There are many potential data sources for observing applications or infrastructure. But for most observability use cases, three types of data matter the most: logs, metrics and traces.
These data types play such a key role in cloud-native observability workflows that they're known as the three pillars of observability. Each pillar provides a different perspective of an organization's resources. When these data sources are combined and analyzed, the organization gains a holistic understanding of what's happening within its complex application environments.
What are logs?
Logs are files that record events, warnings and errors as they occur within a software environment. Most logs include contextual information, such as the time an event occurred and which user or endpoint was associated with it.
For example, a log file for a web server might include when the server started, requests from clients and how the server responded to those requests. It records information about each successful transaction as well as errors such as failed connections to clients.
This article is part of
Errors and warnings are sometimes recorded in separate log files, but all types of logging data can be recorded in a single file. For observability purposes, it doesn't matter how logs are organized, as most observability tools aggregate data from multiple log files and analyze it collectively.
Benefits and limitations of event logs
Logs are a pillar of observability because they provide a comprehensive record of all events and errors that take place during the lifecycle of software resources. If you want to know when a problem occurred, or which events or trends correlate with it, logs are an excellent source of visibility.
However, logs can have important limitations. One of the biggest is that they record only the events, warnings and errors the logging software has been configured to record. Unless your logging tools and settings are configured to register certain information, it won't appear in your log files.

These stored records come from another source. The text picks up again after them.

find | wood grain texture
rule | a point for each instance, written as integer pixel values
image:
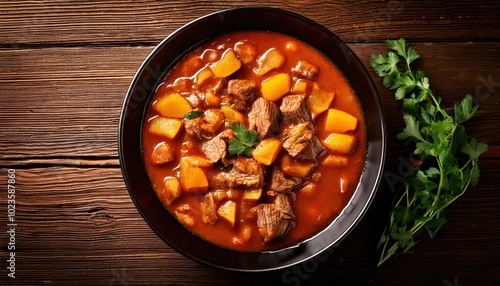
(83, 220)
(66, 102)
(65, 67)
(145, 21)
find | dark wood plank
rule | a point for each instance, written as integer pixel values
(65, 102)
(104, 22)
(73, 219)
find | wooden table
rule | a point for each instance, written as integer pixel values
(65, 67)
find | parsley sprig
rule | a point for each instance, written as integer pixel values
(451, 157)
(244, 141)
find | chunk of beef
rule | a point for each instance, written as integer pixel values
(204, 127)
(305, 69)
(241, 92)
(301, 142)
(281, 183)
(245, 173)
(214, 149)
(199, 128)
(275, 220)
(209, 209)
(263, 117)
(294, 110)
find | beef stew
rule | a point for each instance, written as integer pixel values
(294, 179)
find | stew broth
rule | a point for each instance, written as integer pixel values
(317, 196)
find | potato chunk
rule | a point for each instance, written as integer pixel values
(246, 51)
(232, 115)
(203, 75)
(168, 127)
(341, 143)
(319, 100)
(295, 168)
(334, 160)
(171, 191)
(339, 121)
(173, 105)
(300, 86)
(271, 59)
(162, 153)
(274, 87)
(227, 211)
(227, 65)
(252, 195)
(192, 178)
(267, 150)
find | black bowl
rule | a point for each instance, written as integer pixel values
(165, 55)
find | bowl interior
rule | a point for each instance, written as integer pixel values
(165, 55)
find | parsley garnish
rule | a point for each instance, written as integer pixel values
(244, 141)
(193, 114)
(439, 139)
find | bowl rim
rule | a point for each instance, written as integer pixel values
(303, 249)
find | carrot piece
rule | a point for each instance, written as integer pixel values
(267, 150)
(227, 211)
(295, 168)
(227, 65)
(319, 100)
(339, 121)
(173, 105)
(341, 143)
(271, 59)
(274, 87)
(212, 100)
(168, 127)
(334, 160)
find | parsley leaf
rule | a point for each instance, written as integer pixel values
(244, 141)
(465, 109)
(193, 114)
(440, 140)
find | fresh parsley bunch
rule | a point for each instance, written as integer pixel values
(439, 138)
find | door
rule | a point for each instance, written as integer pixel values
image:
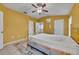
(31, 28)
(1, 29)
(59, 27)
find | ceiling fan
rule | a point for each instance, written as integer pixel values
(39, 8)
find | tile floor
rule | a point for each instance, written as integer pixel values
(19, 49)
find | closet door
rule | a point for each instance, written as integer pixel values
(1, 30)
(59, 27)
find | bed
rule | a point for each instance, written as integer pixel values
(54, 44)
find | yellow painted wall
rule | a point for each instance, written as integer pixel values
(15, 25)
(49, 28)
(75, 22)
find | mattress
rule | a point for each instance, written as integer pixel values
(58, 42)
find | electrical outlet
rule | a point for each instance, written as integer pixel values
(13, 37)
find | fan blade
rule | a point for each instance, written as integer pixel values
(34, 6)
(25, 12)
(45, 10)
(43, 5)
(33, 11)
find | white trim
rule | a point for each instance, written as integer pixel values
(13, 42)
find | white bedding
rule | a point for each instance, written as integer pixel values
(59, 42)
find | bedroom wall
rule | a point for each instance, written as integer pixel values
(48, 29)
(75, 22)
(15, 25)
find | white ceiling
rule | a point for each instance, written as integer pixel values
(53, 8)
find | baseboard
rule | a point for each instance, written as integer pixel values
(17, 41)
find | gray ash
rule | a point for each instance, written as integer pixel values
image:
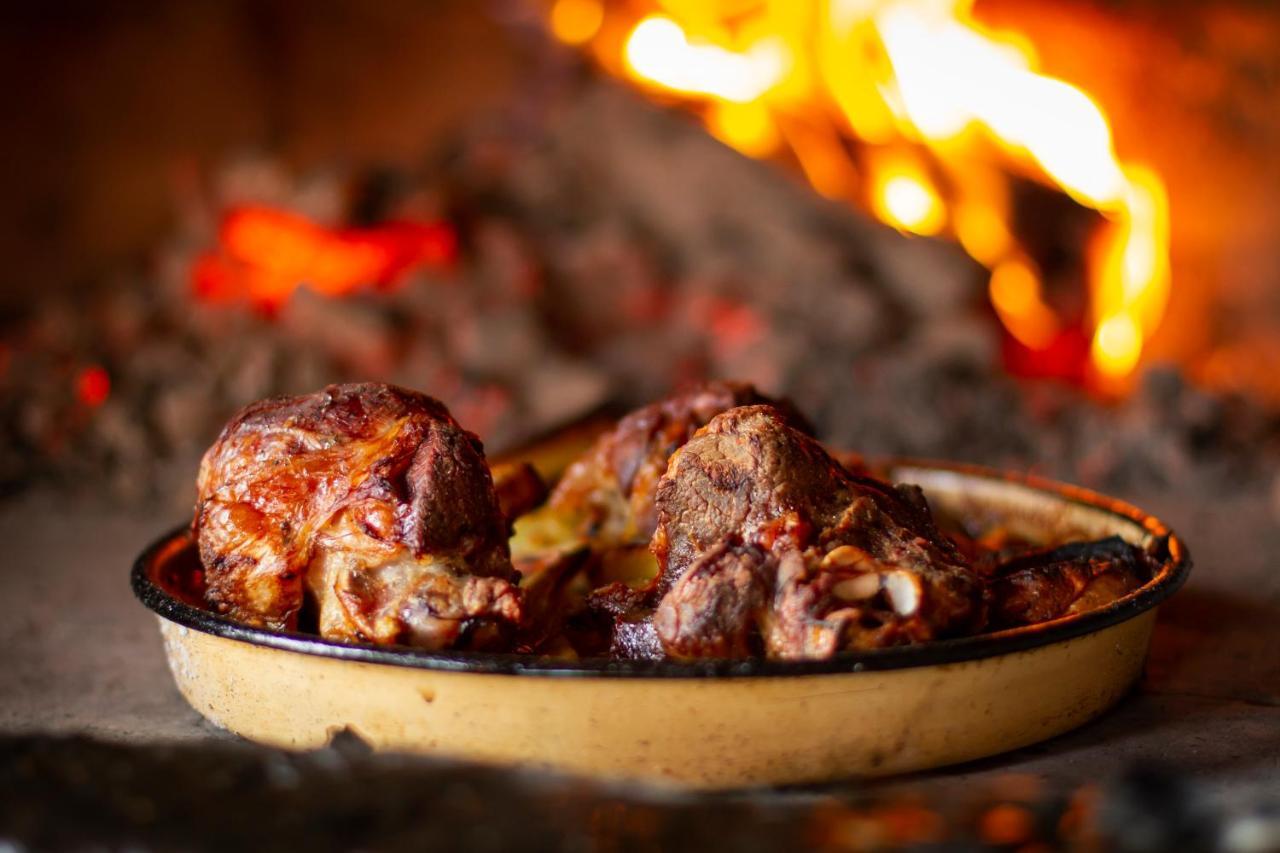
(609, 251)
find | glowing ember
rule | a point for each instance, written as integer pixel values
(915, 82)
(265, 254)
(92, 386)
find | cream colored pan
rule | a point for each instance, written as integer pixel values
(703, 725)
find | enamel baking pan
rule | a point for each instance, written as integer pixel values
(705, 725)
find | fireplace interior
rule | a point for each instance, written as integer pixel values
(1040, 236)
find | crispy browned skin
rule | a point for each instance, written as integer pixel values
(366, 502)
(1046, 584)
(608, 493)
(768, 546)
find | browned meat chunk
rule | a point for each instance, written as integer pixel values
(1074, 578)
(608, 492)
(767, 544)
(366, 503)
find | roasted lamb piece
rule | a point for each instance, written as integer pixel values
(607, 496)
(768, 546)
(366, 507)
(1048, 583)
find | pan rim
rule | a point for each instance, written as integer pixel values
(1173, 573)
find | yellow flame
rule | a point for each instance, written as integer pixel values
(900, 74)
(659, 51)
(575, 22)
(904, 196)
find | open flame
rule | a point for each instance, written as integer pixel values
(919, 113)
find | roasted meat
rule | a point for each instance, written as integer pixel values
(607, 496)
(1048, 583)
(768, 546)
(365, 507)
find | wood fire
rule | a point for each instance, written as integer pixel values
(917, 112)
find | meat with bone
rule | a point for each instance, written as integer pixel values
(366, 503)
(767, 546)
(608, 492)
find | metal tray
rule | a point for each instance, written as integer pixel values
(722, 724)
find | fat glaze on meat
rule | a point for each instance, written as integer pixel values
(608, 493)
(365, 502)
(767, 546)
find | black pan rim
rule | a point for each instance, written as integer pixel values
(1169, 578)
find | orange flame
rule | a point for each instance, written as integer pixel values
(932, 95)
(265, 254)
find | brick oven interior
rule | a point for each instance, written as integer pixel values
(598, 249)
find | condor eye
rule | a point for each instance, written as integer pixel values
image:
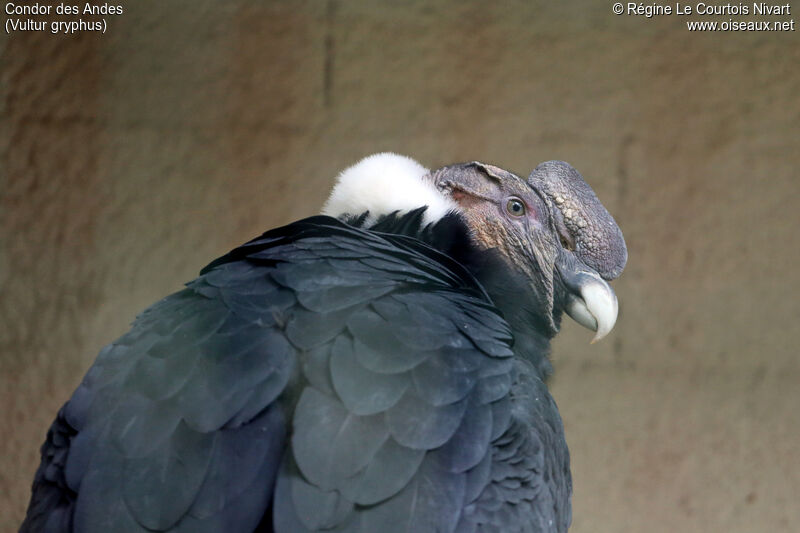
(515, 207)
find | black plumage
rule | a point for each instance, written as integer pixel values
(324, 376)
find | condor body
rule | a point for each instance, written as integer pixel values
(378, 368)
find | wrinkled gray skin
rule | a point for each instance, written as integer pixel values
(582, 221)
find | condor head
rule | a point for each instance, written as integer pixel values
(557, 242)
(551, 229)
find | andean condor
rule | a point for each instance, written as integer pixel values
(380, 368)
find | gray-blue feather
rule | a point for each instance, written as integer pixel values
(322, 377)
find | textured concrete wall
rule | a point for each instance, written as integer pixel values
(131, 159)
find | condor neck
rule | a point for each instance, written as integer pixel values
(511, 294)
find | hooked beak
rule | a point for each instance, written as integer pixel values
(591, 301)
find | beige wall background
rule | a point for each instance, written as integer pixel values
(131, 159)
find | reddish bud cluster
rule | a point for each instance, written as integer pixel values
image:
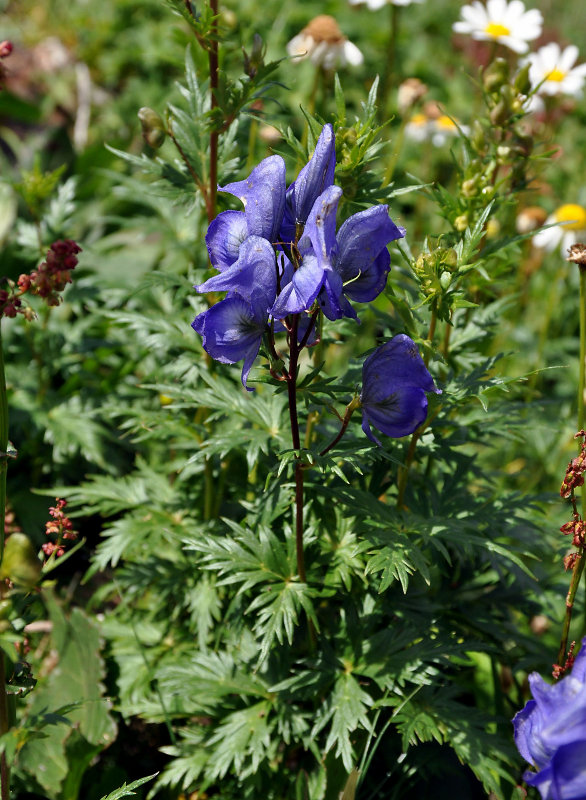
(61, 527)
(50, 278)
(558, 670)
(54, 273)
(577, 527)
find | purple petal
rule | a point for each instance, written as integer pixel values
(527, 725)
(224, 237)
(255, 270)
(400, 413)
(300, 293)
(394, 364)
(231, 330)
(316, 176)
(263, 196)
(362, 237)
(568, 768)
(320, 228)
(371, 280)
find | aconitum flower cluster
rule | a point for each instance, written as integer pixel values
(282, 256)
(550, 733)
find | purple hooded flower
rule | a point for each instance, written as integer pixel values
(354, 264)
(253, 273)
(263, 197)
(232, 330)
(394, 382)
(550, 733)
(315, 177)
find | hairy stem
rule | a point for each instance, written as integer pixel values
(292, 391)
(214, 135)
(576, 575)
(4, 717)
(581, 387)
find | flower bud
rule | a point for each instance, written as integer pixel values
(461, 222)
(445, 280)
(255, 60)
(495, 75)
(153, 127)
(20, 563)
(522, 83)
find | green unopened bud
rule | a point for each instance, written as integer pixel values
(478, 138)
(445, 279)
(450, 259)
(153, 127)
(522, 83)
(461, 222)
(20, 563)
(469, 187)
(255, 60)
(500, 113)
(495, 75)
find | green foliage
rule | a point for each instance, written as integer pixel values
(403, 655)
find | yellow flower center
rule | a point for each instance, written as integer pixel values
(572, 214)
(495, 29)
(446, 123)
(418, 119)
(556, 75)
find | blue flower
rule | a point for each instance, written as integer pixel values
(354, 264)
(394, 382)
(315, 177)
(254, 272)
(232, 330)
(263, 197)
(550, 733)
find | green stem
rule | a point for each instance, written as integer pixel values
(292, 392)
(214, 135)
(581, 389)
(391, 64)
(576, 575)
(4, 717)
(582, 352)
(3, 447)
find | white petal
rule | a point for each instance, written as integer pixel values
(352, 54)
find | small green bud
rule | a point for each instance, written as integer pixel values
(461, 222)
(153, 127)
(522, 83)
(477, 137)
(500, 113)
(450, 259)
(20, 563)
(469, 187)
(255, 60)
(445, 280)
(495, 75)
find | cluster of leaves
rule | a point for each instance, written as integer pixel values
(374, 676)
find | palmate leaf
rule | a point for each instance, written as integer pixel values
(260, 560)
(242, 742)
(441, 718)
(126, 789)
(346, 709)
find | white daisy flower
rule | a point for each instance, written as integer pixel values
(374, 5)
(554, 69)
(571, 228)
(506, 23)
(417, 129)
(431, 125)
(325, 45)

Another challenge with logs from an observability perspective is that log data isn't always persistent. For instance, in most cases logs created by containerized applications will disappear permanently when the container shuts down. Engineers can address this issue by moving the log data somewhere else while the container is still running, but there is still a risk that some log files will be overlooked or lost.
What are metrics?
Metrics are quantifiable measurements that reflect the health and performance of applications or infrastructure. For example, application metrics might track how many transactions the application handles per second, while infrastructure metrics measure how many CPU or memory resources are consumed on a server.
There are many possible types of metrics that can be tracked. Two popular methods of defining metrics are Weaveworks' RED Method, which focuses on rates, errors and request duration; and Google's Golden Signals method, which measures latency, traffic, errors and saturation.
Benefits and limitations of metrics
The main benefit of metrics is that they provide real-time insight into the state of resources. If you want to know how responsive your application is or identify anomalies that could be early signs of a performance issue, metrics are a key source of visibility.
By correlating metrics with data from logs and traces, organizations gain the fullest possible context on system performance or potential availability issues. This is why metrics are particularly important for observability.
However, like logs, metrics only keep track of the application and infrastructure data they were designed to record. In addition, metrics aren't typically useful for pinpointing the source of a problem, especially in a complex distributed system. For example, while metrics data might indicate that your application is experiencing a high rate of errors, metrics aren't granular or detailed enough to identify exactly which service within a microservices architecture is triggering the errors. Metrics only show that the application is experiencing errors.
What are distributed traces?
A distributed trace is data that tracks an application request as it flows through the various parts of an application. The trace records how long it takes each application component to process the request and pass the result to the next component. Traces can also identify which parts of the application trigger an error.
Benefits and limitations of distributed traces
If you need to research the root cause of a problem, distributed traces are the most effective way to accomplish this. Although logs and metrics might help you know a problem exists, it's difficult to pinpoint the source of the problem in microservices environments without running traces.
The major limitation of distributed traces is that only a fraction of all application requests are traced in most cases. Running traces takes too much time and consumes too many resources to trace every request an application receives. This means you might not always have tracing data available when an error occurs.
In addition, because every application request can be unique, the data in one distributed trace doesn't necessarily enable you to troubleshoot problems related to other requests. The data associated with the requests, endpoints and client-side configurations is likely to vary between requests, so the extent to which you can extrapolate on the basis of one trace to draw conclusions about the application as a whole is limited.
How do logs, metrics and traces work together?
As noted earlier, logs, metrics and traces each provide a valuable, but limited, level of visibility into software environments. However, when you combine these sources, you get a relatively complete picture of what's happening in an environment.
For instance, you might notice from continuous metrics tracking that the application response rate is slowing down, which could indicate a performance issue. But before assuming there's a problem, you'd want to look at the application's logs to check whether the slower responses can be explained by a benign change, such as the app handling more complex transactions than it normally does. If you determine that the application performance degradation reflects a problem, you could then use distributed trace data to identify which specific microservice is triggering it.
Criticisms of the 3 pillars
Although analyzing logs, metrics and traces simultaneously enables engineers to gain a broad understanding of the state of an environment, teams should not limit themselves to these three data sources alone. The more data you have to inform observability workflows, the better.
It can be useful, for example, to contextualize logs, metrics and traces with data from a CI/CD pipeline to help you determine which application update or redeployment correlates with a performance degradation. Likewise, business metrics, such as customer retention rates, could be correlated with technical observability metrics to help gauge the effects of technical problems on business performance.
If you want to observe cloud-native environments, start by collecting and analyzing logs, metrics and traces. These aren't the only potential sources of observability, but they are the most important ones, which is what makes them the three pillars of observability.